Helena also focused on suffrage. William later married Helen and they
continued campaigning for reforms on birth control, for peace and against
extreme anti-socialism.
Helena Born and Helen Tufts
Helen Matilda Tufts was born in Newark, New Jersey in 1874. Her father was a Unitarian minister and her mother was a suffragist.[1] In 1875, the family moved to Massachusetts, where Helen would graduate from Cotting High School in Lexington in 1892.[2] After graduation, she worked as a proofreader and typesetter at Riverside Press. She then moved on to be a secretary at Houghton Mifflin in Boston. In April 1895 she met Helena Born, a writer, anarchist, and labor organizer. Born became a major influence on Tufts' lifestyle and activities; Tufts became vegetarian, acquired an interest in the writing of Walt Whitman, and became active in dress reform, anarchism, communism, and socialism.[2]

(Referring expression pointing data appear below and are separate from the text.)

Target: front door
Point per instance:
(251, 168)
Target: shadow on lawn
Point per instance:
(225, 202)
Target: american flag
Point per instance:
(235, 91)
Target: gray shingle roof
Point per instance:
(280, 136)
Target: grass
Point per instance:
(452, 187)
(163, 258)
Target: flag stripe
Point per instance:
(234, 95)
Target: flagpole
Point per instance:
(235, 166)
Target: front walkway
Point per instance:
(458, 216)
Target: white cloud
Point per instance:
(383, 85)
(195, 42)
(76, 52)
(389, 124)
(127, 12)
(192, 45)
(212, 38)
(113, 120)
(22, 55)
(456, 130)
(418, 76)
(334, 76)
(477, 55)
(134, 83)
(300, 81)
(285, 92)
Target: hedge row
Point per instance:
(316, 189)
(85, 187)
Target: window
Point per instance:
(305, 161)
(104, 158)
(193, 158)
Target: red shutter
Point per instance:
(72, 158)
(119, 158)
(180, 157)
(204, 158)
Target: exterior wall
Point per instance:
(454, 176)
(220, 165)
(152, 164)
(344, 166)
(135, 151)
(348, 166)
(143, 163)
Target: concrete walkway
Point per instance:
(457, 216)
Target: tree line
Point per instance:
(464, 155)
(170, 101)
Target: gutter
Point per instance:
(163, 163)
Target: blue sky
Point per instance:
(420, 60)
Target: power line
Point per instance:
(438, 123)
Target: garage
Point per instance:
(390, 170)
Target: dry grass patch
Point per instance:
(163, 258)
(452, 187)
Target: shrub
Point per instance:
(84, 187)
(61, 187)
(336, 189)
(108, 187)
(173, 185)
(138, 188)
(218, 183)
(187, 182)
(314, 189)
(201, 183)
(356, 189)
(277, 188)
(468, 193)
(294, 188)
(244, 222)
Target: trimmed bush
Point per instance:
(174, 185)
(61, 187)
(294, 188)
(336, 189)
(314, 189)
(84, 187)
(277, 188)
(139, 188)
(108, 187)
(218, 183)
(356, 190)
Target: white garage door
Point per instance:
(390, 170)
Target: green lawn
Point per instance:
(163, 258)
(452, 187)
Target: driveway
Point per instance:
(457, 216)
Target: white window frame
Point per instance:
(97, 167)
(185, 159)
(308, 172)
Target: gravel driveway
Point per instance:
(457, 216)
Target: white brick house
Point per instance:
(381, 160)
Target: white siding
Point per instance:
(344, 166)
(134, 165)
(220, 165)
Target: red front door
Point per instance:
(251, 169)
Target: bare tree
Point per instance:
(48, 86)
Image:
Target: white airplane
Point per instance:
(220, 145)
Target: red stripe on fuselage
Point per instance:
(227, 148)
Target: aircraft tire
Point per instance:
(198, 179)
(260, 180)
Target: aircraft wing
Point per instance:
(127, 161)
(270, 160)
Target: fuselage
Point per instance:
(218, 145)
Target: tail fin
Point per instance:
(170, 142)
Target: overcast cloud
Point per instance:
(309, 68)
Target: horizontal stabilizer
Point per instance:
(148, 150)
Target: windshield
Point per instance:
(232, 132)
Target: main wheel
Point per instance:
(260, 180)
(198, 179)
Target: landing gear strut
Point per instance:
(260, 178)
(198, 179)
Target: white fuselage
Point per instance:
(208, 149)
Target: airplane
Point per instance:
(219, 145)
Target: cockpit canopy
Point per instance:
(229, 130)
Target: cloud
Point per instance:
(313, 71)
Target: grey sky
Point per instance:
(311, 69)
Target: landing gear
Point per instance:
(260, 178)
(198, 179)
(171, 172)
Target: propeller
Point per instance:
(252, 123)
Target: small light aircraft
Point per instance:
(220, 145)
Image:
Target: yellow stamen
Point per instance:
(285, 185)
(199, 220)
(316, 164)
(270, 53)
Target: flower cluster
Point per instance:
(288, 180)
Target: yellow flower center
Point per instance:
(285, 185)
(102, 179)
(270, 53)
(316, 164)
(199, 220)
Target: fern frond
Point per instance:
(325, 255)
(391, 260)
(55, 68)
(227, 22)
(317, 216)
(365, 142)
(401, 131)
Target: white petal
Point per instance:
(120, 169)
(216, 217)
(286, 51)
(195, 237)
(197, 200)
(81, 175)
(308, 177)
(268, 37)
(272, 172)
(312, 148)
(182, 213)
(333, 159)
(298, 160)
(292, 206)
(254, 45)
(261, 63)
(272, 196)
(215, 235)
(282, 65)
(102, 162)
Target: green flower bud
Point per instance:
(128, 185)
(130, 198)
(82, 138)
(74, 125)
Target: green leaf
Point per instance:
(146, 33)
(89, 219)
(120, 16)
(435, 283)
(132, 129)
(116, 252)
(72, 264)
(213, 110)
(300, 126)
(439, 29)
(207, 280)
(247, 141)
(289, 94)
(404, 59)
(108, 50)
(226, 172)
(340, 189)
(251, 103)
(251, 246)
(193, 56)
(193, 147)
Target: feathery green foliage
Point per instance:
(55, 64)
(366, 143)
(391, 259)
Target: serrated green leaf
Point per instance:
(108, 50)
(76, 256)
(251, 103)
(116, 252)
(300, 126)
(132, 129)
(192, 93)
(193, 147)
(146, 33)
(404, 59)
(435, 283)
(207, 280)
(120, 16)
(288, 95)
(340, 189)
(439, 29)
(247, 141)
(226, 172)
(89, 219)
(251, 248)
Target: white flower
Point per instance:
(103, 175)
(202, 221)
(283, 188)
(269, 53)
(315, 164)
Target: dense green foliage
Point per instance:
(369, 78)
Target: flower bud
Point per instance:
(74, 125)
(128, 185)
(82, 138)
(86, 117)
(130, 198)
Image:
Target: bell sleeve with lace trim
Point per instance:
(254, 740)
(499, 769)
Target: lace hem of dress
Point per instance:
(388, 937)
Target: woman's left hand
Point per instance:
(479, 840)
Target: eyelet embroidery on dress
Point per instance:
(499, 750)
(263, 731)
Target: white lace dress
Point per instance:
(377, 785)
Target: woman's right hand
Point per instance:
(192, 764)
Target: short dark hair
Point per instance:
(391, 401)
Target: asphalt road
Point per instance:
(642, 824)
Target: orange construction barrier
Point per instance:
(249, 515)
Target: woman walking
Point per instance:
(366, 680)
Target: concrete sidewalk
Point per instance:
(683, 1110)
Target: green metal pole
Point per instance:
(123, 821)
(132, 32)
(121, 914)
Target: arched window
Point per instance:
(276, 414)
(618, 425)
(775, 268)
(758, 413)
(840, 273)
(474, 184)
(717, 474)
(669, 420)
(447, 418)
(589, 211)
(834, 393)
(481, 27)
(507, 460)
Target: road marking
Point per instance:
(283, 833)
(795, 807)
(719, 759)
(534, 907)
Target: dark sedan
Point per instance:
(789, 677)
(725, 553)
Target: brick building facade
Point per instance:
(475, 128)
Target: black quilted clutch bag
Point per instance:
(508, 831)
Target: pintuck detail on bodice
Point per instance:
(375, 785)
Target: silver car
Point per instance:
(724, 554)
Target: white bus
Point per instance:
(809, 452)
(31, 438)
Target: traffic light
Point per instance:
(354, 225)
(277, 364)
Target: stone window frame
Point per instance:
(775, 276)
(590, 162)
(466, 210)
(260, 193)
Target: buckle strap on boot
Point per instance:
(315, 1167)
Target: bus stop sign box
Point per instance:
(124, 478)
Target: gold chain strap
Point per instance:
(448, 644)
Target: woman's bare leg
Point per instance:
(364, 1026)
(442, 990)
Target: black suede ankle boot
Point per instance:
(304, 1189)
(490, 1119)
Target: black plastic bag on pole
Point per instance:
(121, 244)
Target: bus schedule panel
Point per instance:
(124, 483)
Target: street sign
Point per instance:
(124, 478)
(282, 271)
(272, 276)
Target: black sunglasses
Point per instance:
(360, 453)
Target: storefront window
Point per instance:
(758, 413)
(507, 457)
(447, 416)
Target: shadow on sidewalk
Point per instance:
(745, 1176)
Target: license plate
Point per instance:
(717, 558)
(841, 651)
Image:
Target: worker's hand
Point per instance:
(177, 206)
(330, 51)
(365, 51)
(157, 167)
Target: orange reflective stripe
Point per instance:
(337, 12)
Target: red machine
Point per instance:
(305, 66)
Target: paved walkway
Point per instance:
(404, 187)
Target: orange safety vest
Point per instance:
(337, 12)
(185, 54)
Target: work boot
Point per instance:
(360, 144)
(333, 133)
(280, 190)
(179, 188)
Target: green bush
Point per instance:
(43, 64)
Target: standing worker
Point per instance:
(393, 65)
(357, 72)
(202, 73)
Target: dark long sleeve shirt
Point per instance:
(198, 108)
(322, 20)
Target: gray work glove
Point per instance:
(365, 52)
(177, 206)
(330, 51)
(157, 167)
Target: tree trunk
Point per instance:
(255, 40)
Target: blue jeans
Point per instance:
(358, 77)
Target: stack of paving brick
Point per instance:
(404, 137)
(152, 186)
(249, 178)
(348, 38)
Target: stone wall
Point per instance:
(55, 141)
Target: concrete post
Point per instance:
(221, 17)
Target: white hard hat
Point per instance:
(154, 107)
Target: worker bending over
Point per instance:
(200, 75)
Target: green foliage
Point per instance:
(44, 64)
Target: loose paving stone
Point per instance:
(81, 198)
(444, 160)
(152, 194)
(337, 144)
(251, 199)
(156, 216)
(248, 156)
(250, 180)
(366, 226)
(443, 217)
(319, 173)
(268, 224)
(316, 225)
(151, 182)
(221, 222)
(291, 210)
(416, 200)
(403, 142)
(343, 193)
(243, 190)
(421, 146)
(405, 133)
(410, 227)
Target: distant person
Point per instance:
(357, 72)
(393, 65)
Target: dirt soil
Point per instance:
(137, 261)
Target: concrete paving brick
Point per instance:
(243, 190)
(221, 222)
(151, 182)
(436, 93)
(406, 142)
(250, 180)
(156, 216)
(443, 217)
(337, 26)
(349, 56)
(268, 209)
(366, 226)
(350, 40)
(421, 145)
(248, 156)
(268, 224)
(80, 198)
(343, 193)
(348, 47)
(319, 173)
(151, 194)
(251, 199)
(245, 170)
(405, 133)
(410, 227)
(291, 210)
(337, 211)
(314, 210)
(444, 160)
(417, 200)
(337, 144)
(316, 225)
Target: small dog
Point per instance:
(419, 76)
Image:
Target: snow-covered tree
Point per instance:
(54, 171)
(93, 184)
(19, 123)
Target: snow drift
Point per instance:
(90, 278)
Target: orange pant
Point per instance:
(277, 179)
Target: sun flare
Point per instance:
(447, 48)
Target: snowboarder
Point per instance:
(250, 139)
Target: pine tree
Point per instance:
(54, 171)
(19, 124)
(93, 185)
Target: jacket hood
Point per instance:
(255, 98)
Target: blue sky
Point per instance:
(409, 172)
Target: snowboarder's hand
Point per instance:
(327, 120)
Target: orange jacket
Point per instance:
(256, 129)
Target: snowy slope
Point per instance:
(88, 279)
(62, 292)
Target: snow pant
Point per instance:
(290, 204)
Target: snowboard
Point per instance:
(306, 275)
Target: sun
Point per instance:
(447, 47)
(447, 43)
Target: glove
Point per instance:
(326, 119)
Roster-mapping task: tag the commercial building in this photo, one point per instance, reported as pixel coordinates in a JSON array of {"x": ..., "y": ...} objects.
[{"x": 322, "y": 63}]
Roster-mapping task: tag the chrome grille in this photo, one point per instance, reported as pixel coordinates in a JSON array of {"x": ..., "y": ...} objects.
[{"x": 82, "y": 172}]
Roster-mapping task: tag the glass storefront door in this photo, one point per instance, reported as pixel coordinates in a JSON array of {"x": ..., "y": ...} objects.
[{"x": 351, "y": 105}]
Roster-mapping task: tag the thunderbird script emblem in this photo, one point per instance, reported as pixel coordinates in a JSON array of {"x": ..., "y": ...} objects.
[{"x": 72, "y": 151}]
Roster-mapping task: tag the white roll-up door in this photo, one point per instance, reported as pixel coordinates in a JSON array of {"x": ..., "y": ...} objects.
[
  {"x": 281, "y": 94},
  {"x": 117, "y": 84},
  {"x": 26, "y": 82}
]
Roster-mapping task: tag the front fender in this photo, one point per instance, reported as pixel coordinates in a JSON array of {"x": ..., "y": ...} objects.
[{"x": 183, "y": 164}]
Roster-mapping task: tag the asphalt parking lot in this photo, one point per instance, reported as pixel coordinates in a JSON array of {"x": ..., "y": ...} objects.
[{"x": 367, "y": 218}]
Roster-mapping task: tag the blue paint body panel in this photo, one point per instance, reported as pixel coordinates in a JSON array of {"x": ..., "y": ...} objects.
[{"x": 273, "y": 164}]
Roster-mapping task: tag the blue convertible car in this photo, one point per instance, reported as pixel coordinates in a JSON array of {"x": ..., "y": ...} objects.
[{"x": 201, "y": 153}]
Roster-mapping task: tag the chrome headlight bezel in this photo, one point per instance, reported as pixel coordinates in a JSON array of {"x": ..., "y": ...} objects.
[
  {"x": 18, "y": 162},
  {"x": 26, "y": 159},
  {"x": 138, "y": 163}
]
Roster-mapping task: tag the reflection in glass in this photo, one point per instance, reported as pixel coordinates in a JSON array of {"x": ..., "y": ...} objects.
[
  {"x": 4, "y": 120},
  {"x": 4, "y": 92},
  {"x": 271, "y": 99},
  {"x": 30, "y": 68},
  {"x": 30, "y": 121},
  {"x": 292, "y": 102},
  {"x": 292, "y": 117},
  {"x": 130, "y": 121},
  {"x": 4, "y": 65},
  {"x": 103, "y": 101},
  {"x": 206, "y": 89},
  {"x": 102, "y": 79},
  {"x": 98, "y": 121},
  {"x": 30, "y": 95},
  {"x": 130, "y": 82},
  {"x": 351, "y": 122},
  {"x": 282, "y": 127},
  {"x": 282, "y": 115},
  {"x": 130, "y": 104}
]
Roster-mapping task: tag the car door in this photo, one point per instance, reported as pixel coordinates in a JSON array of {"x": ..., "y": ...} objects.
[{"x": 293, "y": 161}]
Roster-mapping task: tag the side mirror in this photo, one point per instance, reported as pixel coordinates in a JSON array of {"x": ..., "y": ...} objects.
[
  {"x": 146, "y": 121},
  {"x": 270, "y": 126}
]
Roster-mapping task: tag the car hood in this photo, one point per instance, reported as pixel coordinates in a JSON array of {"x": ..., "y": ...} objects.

In 1915 Tufts would join the Anne Adams Tufts chapter of the Daughters of the American Revolution (DAR). In 1927 she discovered that the DAR maintained lists of "doubtful speakers." These lists included the organizations such as the National Federation of Women's Clubs, the American Peace Society, and individuals like Jane Addams, William Allen White and Mary Wooley. After investigating, she made the lists public in February 1928.[2] In March 1928 she wrote a pamphlet called "Our Threatened Heritage" to protest the blacklists. Fifteen DAR members, called the Committee on Protest and headed by Bailie, signed the pamphlet and helped to distribute it throughout the United States. Both members and officers of three greater Boston area chapters were involved in the group.[3] At the annual DAR Congress in Washington, D.C., Tufts was accused of "disturbing the harmony" of the DAR organization and harming its reputation, after the pamphlet distributions and her persistence pushing for an explanation about the blacklists. One year later she failed to appeal for reinstatement in DAR.[2]
Through Born, Tufts met William Bailie, originally from Belfast, who lived in and owned a vegetarian restaurant co-op.[2][1] Born and Bailie were romantically involved.[4] In January 1901 Born was diagnosed with uterine cancer and died later that month. Bailie and Tufts lived together starting in the fall of 1901, and in October 1908 the two married. Bailie started a basket weaving business, which he ran until his retirement in 1946. The couple would have two children: daughter Helena Isabel, born in 1914, and son Terrill (nicknamed Sonny), born in 1916. The latter would die of spinal meningitis at age 3.[2]
After Tufts struggles with DAR and the blacklisting controversy, she continued to be active in the early women's movement and social movements. She formed a letter writing campaign to legalize birth control and in 1935, Tufts organized a campaign against legislation requiring Massachusetts teachers to take an oath affirming the United States and state constitutions.[2] In 1947, Tufts and Bailie moved to Nantucket. The couple would move again in 1954 due to Tufts deteriorating eyesight and Bailie's Alzheimer-like symptoms, moving to Yellow Springs, Ohio to live with their daughter and her husband, Water Jolly. In 1956 Tufts book, Darling Daughter, a satire about the DAR blacklists and the red scare, was published.
In May 1957 William Bailie would die in a nursing home. Tufts moved to Miami, Florida in 1958 and later to Ft. Lauderdale. She would die in 1962.[2]
Sheila Rowbotham's Rebel Crossings: New Women, Free Lovers, and Radicals in Britain and the United States is an account of the activist life of Tufts, along with William Bailie (her husband), Helena Born, Miriam Daniell, Gertrude Dix, and Robert Nicol.[5]